Library cataloguing breaks our data


Use case: user desires to view a collection of masters theses by subject.

Solution 1: register departmental names as corporations in MARC 710

Catch 1: the departments have merged to create large departments (for example, the old departments of English, Romance languages and Germanic languages  became the department of modern foreign languages). The data that would have identified theses in English is now lost when the authority in 710 is updated.

Catch 2: the metadata does uniformly differentiate between theses on different aspects of study, for example, performative music is not distinguished uniformly from theoretical music, linguistics of English is lumped together with American cultural studies and literary studies.
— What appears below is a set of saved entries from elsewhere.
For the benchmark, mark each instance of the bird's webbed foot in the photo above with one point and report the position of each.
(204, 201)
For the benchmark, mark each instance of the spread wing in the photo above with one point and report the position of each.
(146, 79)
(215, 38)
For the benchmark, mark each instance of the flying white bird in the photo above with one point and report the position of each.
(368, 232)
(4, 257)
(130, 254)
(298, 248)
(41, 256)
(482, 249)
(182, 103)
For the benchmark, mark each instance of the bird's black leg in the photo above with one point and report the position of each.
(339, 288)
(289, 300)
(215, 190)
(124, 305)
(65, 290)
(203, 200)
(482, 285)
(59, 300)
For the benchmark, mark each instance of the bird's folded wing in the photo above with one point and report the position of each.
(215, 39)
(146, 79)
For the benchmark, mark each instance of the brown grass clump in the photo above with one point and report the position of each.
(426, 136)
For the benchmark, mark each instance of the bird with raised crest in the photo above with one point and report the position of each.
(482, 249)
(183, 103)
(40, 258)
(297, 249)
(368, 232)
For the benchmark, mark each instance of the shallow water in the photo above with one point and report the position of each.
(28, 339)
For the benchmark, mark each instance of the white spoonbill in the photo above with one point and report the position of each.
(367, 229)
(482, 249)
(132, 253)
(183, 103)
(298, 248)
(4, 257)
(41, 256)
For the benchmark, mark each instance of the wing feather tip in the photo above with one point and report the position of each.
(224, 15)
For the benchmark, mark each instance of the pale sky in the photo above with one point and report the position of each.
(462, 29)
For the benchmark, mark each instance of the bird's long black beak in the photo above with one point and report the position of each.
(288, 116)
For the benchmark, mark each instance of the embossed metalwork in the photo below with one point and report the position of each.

Thus, unrelated theses are placed together because they come from the same department, but not the same study track.

Catch 3: it is difficult to identify theses from the institution because the institution has changed name, and because the institution was formed by a merger and the merged institutions were also subject to various name changes.
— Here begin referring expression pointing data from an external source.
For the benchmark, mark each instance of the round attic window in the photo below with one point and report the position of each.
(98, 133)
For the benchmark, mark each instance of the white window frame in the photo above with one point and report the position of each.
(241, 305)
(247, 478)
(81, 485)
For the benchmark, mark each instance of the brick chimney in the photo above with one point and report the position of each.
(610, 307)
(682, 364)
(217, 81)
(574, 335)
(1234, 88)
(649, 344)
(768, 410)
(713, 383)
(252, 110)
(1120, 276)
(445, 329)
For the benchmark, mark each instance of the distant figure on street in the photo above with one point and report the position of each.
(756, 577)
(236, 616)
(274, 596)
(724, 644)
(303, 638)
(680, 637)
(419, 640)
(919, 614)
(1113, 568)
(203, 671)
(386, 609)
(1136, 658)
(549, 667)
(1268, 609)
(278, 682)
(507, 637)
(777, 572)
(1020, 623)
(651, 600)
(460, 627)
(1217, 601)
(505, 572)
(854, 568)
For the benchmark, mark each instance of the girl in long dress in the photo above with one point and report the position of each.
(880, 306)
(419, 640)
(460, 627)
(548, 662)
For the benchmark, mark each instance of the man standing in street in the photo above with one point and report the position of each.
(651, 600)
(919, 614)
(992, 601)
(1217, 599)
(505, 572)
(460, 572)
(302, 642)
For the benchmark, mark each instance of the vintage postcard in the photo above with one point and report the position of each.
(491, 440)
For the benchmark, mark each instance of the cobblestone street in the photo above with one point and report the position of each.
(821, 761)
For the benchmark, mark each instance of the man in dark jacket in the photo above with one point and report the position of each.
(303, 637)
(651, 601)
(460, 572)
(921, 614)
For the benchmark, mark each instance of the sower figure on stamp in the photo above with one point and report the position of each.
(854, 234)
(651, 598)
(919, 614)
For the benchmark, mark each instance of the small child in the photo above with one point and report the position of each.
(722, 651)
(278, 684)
Solution 2: Restructure the metadata so that the theses belong to a series with a standard title, create a controlled vocabulary that is used to differentiate the various theses on the basis of topic and study track, use solution 1 retroactively.

Catch 1: Reality*.

Solution 3: Use RDF.

Catches: we’ll work them out.

*Actually, the biggest problem is that the users want to present the data in their own system, which would involve either caching the data gleaned via SRU  (not possible for the departmental staff) or screenscraping the OPAC (not a nice solution).